Finamente, diremos que não vislumbramos como as normas que disciplinam as causas da interrupção da prescrição e os seus efeitos possam contender com as garantias de defesa e protecção jurisdicional do Recorrente, pois não impedem o andamento de nenhum processo nem interferem com a prolação da decisão respectiva.

Afirma o Recorrente que a interpretação adoptada pela sentença recorrida «[s]eria permitir que o processo de execução fiscal ficasse indefinidamente pendente e os contribuintes à disposição das manobras coercivas do órgão da execução fiscal para todo o sempre» mas, a nosso ver, não é assim. Desde logo, a AT não tem interesse algum em protelar a cobrança das dívidas, antes pelo contrário, sendo que, em regra, a execução fiscal deverá estar concluída no prazo de um ano [cfr. art. 117.º do Código de Procedimento e de Processo Tributário (CPPT)]. Mas, ainda que, por absurdo, esse protelamento acontecesse, sempre o executado poderia reagir contra ele, designadamente, atenta a natureza judicial do processo de execução fiscal (cfr. art. 103.º, n.º 1, da LGT) solicitando a intervenção do juiz para pôr cobro a qualquer ilegalidade cometida, por acção ou por omissão, pelo órgão da execução fiscal [cfr. arts. 95.º, n.º 1, alínea j), e 103.º, n.º 2, da LGT e art. 276.º do CPPT].

Concluímos, pois, que a sentença recorrida fez correcto julgamento quando considerou que a interpretação nela adoptada não viola os princípios da certeza e segurança jurídicas nem os princípios da garantia de defesa e protecção jurisdicional efectiva.».

Em suma, face a tudo o que ficou transcrito, impõe-se concluir que a sentença recorrida não enferma de qualquer dos erros de julgamento de direito que lhe vêm assacados, julgando-se, em consequência, improcedentes todas as conclusões das alegações dos Recorrentes.

4. DECISÃO

Pelo exposto, acordam os Juízes que integram a Secção de Contencioso Tributário do Supremo Tribunal Administrativo, em negar provimento ao recurso.
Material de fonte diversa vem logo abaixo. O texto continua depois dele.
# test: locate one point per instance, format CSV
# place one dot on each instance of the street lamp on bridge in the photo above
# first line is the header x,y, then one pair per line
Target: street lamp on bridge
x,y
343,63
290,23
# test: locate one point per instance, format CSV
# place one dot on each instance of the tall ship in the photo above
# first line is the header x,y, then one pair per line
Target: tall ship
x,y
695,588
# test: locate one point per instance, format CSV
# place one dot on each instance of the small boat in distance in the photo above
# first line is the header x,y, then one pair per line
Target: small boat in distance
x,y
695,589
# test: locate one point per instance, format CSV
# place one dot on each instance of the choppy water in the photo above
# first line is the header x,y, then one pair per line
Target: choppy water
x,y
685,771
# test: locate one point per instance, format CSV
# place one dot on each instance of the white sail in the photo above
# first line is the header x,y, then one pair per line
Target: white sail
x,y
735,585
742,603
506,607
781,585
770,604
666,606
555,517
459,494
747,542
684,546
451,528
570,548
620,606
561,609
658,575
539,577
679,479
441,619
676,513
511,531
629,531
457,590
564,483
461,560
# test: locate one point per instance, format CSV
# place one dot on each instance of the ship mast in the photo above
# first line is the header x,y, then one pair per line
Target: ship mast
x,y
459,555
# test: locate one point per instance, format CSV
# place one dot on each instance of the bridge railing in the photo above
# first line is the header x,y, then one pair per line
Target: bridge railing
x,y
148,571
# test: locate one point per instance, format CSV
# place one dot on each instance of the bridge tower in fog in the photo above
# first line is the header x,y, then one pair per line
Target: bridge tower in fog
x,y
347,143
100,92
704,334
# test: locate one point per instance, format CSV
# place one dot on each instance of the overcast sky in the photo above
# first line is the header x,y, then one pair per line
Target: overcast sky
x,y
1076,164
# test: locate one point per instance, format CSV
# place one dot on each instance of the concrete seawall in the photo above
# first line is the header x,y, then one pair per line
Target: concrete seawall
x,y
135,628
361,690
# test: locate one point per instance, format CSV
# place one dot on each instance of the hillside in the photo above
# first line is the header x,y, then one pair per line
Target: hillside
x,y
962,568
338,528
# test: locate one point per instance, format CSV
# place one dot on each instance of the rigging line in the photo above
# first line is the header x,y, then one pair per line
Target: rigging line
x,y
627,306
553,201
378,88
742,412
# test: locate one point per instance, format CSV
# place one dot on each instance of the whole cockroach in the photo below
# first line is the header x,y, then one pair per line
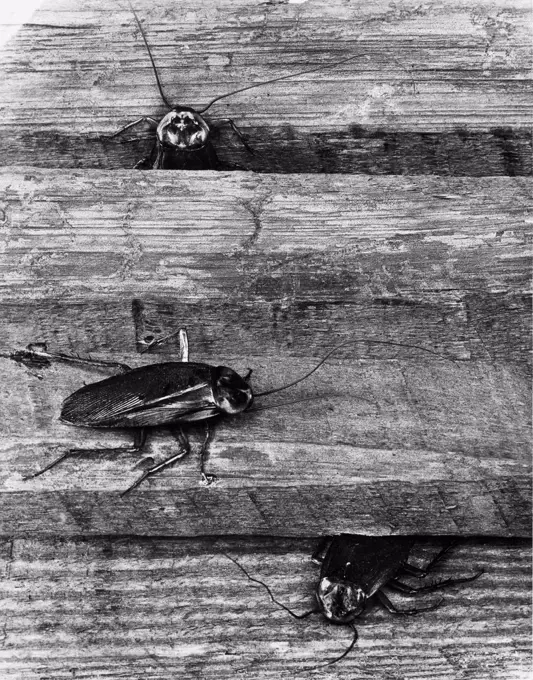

Custas pelos Recorrentes [cf. artigo 527.º, n.ºs 1 e 2, do Código de Processo Civil - aplicável ex vi alínea e) do artigo 2.º do Código de Procedimento e de Processo Tributário].

Registe e notifique.

*****

Lisboa, 16 de Setembro de 2020. – Anabela Ferreira Alves e Russo (relatora) - José Gomes Correia – Aníbal Augusto Ruivo Ferraz.